Accessing Private Repositories

  • Basic Authentication: Include username and password in the repository URL for basic auth-protected servers.
https://username:[email protected]/my/custom/repository
  • Github PAT Tokens: For GitHub repositories, use personal access tokens (PAT) for authentication. Add the token directly in the app.
github_pat_[your_token]

Note: The app currently supports basic auth and GitHub PAT tokens for private repository access.

2.5 - GitHub Actions for Daily News Aggregation

Supporting the trend of content generation with LLMs, this page shows how we’re using GitHub Actions with our Go scripts to create daily translated news in one of our community repositories.

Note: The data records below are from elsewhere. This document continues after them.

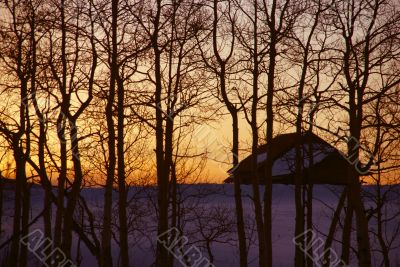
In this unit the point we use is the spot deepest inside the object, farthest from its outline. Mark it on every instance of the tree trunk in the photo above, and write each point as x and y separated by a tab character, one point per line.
106	256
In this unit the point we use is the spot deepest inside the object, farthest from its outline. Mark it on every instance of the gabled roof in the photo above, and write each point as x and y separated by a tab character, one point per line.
281	145
329	166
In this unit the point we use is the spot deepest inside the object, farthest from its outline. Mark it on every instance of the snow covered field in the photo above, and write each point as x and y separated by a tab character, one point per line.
207	212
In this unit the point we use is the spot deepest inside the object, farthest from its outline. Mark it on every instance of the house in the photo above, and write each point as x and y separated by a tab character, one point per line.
328	165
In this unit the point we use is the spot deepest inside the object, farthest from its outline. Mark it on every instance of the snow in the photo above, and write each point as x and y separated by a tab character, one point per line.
209	206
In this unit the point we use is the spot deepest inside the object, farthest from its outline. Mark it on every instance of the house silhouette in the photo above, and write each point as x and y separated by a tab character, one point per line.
321	162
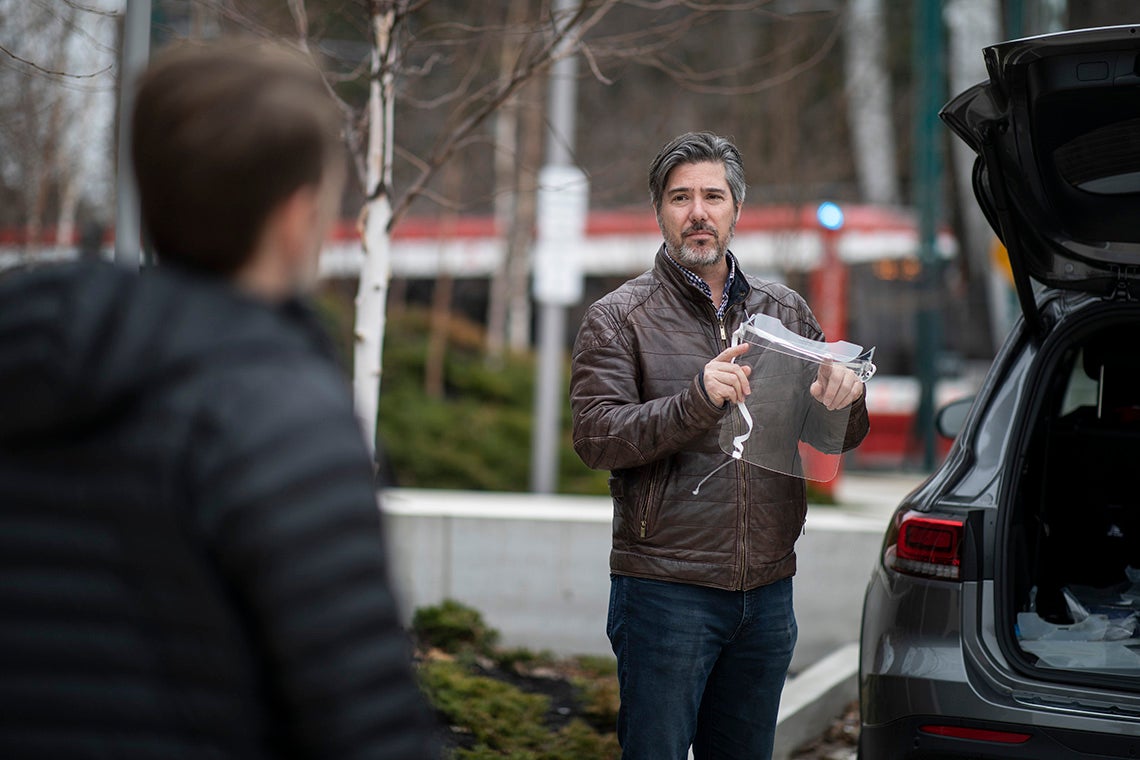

This guide demonstrates setting up custom scripts with GitHub Actions to automate tasks on a schedule.

Embracing the wave of content generation through LLMs since 2023, SakeSaySo leverages Anthropic AI in its news aggregation process. We use GitHub Actions, combined with Go-based tools and scripts that we prefer over Python, to automate such tasks. The configuration below is an example setup, including a cron schedule, showcasing how you can replicate this for your needs.

name: Go Scheduled Newswriter

on:
  push:
    branches: [ master ]
  schedule:
    - cron: '0 21 * * *'  # Runs at 21:00 UTC (6 AM JST)

jobs:
  build:
    runs-on: ubuntu-latest

    steps:
    - name: Checkout Current Repository
      uses: actions/checkout@v2

    - name: Checkout sakesayso/news Repository
      uses: actions/checkout@v2
      with:
        repository: 'sakesayso/news'
        token: ${{ secrets.SAKESAYSO_WRITER_PAT }}
        path: 'news'

    - name: Set up Go
      uses: actions/setup-go@v2
      with:
        go-version: '1.21'

    - name: Run Newswriter A
      env:
        ANTHROPIC_TOKEN: ${{ secrets.ANTHROPIC_TOKEN }}
      run: go run cmd/newswriter/main.go

    - name: Commit and Push Changes
      run: |
        cd news
        git config --global user.name 'sakebot'
        git config --global user.email '[email protected]'
        git add .
        git commit -m "Update from newswriter" || true
        git push        

This configuration details the steps from checking out repositories to executing the Go script and pushing updates.